Time resumed. Her moment was over.

“Wait. I-I’m not…”

If Tartarus had possessed anything like lips, it might have smiled. Because, as much as it loved her, it still held a little sliver of hate for what she'd done. It would never have this new Goddess. It would never own her. And worse, she had taken from It. The bird was lost to It now. She'd severed the chain that Tartarus had spent years forging in the creature, and the loss left a tiny, aching hole in It. But there was nothing to be done for those things. Nothing but a bit of petty revenge.

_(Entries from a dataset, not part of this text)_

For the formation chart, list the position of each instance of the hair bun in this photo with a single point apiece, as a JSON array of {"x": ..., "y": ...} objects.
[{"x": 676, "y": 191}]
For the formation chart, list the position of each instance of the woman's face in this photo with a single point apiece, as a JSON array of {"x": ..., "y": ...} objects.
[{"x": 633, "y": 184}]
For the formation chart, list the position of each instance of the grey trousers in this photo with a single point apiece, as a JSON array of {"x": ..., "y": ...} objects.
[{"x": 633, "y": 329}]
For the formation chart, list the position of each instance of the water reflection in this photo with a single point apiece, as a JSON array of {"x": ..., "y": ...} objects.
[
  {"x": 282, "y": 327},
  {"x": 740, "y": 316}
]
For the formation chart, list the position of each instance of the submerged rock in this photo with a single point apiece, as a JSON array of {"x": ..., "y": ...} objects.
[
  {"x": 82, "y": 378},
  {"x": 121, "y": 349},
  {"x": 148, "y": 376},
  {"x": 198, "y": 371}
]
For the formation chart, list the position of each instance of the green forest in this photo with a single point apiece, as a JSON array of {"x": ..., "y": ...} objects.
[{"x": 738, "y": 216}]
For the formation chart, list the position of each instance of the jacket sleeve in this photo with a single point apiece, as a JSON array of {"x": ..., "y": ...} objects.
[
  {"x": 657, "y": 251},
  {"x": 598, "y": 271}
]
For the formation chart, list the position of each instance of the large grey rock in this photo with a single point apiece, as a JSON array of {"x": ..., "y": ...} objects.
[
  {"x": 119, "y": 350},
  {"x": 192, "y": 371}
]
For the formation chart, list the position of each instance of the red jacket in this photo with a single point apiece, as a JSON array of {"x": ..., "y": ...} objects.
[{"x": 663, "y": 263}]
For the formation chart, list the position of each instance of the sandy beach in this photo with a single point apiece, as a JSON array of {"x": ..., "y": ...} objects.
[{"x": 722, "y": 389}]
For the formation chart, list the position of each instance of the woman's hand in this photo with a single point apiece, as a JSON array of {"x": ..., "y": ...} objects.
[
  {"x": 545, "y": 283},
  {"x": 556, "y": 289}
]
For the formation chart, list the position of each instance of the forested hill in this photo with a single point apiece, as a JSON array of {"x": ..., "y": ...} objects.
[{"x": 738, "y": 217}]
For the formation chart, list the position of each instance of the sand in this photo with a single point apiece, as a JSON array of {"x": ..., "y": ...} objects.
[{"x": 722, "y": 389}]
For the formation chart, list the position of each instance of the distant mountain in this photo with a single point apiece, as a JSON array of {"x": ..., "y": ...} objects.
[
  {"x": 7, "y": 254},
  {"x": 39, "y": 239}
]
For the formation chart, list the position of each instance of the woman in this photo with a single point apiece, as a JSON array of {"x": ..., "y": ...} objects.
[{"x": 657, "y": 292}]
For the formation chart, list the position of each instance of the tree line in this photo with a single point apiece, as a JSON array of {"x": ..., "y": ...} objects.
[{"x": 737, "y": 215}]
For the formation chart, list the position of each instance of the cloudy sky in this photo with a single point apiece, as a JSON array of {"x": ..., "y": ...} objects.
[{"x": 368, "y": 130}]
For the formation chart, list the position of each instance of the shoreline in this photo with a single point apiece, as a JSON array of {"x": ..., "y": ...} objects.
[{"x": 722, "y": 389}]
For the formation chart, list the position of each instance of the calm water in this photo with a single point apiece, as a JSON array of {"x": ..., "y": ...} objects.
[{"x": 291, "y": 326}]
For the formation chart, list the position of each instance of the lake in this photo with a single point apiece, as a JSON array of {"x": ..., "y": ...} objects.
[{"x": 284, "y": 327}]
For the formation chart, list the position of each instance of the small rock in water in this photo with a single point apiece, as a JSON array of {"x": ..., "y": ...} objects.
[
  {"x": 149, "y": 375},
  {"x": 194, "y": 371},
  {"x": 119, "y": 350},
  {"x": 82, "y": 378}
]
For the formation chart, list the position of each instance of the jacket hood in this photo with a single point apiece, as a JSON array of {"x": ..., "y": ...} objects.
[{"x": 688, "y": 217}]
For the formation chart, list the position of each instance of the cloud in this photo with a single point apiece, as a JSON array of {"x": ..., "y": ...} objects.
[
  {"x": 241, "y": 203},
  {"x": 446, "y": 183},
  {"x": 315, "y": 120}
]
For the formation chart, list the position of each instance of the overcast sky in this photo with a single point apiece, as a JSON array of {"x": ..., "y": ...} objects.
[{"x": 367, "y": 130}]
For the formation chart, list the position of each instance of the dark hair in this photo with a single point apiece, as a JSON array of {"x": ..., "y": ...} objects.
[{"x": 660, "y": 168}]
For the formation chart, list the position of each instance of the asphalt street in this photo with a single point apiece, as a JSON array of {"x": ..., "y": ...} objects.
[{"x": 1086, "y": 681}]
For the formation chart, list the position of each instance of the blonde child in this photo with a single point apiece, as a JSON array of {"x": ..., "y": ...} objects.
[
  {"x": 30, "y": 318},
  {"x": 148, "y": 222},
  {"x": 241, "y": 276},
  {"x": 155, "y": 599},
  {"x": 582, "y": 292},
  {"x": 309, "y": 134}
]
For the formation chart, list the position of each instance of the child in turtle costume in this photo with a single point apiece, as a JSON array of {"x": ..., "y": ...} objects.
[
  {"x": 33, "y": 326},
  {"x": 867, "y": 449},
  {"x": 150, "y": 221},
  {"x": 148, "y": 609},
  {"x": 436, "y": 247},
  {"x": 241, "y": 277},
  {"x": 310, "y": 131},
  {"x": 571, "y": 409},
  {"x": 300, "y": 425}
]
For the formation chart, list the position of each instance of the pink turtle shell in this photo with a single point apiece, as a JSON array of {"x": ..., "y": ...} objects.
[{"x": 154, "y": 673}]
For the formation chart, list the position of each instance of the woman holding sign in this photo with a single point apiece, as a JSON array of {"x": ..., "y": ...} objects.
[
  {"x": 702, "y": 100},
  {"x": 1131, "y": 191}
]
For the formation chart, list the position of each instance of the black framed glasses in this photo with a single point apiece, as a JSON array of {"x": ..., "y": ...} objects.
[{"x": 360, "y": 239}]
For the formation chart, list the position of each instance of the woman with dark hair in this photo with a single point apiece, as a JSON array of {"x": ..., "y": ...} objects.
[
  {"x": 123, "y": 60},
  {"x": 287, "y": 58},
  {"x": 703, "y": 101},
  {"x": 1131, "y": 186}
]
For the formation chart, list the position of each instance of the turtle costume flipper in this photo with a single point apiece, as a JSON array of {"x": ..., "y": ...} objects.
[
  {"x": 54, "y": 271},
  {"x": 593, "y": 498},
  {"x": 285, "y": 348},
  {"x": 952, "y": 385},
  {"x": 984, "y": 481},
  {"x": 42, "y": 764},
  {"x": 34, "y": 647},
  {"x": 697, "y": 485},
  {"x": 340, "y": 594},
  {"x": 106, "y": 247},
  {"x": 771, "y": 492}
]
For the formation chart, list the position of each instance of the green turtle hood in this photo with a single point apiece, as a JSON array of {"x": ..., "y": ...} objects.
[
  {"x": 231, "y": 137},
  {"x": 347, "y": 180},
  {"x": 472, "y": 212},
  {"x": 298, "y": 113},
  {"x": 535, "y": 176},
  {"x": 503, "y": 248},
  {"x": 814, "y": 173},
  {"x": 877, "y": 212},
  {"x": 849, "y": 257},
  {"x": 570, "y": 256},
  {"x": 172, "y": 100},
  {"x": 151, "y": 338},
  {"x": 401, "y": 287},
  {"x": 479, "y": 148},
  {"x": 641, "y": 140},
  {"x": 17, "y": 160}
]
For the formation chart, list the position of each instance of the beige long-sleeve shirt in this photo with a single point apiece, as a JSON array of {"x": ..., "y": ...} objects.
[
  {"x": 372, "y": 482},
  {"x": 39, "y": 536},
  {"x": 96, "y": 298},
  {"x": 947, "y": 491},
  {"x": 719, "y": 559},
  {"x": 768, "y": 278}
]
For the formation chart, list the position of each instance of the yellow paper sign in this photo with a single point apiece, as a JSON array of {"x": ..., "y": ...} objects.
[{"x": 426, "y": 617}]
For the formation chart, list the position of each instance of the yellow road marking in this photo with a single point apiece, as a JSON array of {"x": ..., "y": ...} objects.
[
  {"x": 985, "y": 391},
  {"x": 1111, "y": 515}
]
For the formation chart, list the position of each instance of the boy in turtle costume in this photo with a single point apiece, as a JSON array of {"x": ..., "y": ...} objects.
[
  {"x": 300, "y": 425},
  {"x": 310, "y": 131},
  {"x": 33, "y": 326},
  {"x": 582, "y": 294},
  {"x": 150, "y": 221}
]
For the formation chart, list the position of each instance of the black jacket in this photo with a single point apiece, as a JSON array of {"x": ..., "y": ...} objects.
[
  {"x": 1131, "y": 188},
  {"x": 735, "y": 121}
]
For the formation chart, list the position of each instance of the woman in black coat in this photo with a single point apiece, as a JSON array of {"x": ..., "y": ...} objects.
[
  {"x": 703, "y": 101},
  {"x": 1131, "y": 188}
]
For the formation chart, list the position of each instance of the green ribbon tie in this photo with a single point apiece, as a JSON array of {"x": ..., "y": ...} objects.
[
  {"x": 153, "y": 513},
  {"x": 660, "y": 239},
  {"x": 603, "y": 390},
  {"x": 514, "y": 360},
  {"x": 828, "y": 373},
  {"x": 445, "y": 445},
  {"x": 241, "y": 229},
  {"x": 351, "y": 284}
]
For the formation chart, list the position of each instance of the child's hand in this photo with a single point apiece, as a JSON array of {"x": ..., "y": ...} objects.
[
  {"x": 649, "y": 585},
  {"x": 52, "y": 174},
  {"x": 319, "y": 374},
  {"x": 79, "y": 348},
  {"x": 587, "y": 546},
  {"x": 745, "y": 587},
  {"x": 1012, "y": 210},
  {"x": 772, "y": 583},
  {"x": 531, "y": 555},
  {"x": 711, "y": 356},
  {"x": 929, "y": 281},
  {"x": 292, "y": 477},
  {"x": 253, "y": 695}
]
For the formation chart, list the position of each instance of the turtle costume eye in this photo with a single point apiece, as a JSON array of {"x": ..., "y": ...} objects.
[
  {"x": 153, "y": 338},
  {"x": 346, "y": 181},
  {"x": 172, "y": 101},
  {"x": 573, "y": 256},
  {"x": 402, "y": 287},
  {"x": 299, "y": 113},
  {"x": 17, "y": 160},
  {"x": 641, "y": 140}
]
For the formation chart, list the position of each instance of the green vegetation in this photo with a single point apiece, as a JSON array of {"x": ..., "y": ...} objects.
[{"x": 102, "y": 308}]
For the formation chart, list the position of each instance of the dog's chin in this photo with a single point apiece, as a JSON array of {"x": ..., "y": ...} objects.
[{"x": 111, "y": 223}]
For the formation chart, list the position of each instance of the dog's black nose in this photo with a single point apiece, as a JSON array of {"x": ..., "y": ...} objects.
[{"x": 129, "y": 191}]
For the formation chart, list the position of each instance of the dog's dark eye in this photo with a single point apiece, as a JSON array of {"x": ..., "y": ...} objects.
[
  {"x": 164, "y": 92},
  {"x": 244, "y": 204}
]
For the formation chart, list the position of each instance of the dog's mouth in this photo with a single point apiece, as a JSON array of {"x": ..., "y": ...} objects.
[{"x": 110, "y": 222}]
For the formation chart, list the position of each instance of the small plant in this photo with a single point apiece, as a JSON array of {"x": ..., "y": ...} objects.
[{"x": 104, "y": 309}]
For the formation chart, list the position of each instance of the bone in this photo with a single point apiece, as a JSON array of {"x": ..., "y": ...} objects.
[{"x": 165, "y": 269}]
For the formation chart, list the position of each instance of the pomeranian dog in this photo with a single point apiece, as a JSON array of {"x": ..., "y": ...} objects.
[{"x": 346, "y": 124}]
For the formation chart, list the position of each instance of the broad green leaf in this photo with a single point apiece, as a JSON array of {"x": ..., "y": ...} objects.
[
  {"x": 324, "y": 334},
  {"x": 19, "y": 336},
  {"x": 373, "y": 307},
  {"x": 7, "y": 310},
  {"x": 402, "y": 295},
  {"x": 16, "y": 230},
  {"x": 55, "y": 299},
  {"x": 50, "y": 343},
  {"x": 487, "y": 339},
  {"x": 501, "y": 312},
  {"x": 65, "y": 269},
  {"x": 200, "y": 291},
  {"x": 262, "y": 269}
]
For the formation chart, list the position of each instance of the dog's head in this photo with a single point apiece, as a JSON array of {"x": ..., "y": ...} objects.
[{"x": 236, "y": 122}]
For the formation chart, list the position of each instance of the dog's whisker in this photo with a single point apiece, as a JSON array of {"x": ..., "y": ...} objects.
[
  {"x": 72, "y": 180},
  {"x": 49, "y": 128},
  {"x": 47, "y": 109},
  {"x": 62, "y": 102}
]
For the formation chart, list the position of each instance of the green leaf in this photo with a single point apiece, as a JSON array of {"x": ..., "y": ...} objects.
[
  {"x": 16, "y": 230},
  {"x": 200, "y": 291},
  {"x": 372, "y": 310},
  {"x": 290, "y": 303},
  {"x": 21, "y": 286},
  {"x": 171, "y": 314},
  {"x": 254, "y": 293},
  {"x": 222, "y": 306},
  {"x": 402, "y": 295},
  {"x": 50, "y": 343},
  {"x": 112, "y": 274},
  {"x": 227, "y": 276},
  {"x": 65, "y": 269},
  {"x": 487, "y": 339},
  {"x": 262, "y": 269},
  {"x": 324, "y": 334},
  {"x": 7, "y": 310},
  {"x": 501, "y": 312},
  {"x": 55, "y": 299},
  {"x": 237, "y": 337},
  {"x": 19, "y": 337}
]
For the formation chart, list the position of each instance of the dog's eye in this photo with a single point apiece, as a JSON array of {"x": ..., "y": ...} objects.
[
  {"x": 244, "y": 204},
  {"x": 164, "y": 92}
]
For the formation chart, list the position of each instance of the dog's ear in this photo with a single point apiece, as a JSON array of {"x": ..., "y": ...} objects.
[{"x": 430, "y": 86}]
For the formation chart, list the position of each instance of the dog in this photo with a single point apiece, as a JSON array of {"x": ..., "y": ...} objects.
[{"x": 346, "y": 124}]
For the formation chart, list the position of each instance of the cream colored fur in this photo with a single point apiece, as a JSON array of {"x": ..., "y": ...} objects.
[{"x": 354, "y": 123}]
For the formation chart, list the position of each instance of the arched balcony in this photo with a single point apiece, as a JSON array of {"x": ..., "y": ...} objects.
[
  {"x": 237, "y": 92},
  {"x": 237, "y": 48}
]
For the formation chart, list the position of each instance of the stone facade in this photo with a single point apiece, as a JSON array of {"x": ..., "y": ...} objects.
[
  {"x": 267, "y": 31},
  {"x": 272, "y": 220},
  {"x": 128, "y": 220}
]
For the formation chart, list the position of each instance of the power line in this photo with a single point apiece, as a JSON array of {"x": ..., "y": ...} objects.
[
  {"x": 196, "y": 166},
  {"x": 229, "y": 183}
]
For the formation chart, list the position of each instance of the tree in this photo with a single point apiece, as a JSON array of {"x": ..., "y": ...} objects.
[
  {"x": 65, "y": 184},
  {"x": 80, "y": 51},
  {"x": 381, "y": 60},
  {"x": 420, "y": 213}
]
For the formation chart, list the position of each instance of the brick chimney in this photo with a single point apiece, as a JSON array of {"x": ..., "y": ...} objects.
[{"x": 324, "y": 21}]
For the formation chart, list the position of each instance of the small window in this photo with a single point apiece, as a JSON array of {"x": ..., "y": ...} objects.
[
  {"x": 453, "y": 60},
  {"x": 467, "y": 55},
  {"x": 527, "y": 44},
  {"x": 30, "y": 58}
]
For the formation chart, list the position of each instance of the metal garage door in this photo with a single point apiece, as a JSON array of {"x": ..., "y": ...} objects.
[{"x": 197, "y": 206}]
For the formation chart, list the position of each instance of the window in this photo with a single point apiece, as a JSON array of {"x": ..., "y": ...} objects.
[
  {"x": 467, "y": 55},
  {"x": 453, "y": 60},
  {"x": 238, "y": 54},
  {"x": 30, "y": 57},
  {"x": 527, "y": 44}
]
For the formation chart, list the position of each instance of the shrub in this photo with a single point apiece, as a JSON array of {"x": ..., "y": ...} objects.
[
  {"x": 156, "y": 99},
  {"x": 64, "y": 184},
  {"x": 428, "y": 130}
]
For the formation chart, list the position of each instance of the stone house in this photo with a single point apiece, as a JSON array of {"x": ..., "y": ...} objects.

Because Tartarus would be damned before it let this upstart Goddess steal from It again.

The world-thing thrust a tiny tendril of Its power down into one Its least notable creatures.

Twilight was still aware enough to see, if only just barely.


She threw Insight at the chain that bound Tartarus to Its victim.

Tartarus loved her for that, for being somehow still able to even attempt resistance. It didn’t matter that she failed to cut the chain. It didn't matter that It was easily able to rebuff her, now that It knew what she could do. It was the struggle that was important. Such resolve! Such heroism! What a wonder It had made of her...

Bait fell deadweight to the ground as Tartarus took him. He staggered up as Twilight fell, unable to do anything but watch as her body finally failed her. The wight turned to look straight at her, and the last thing Twilight saw as the ground rushed up to meet her was the burning rings in his eyes.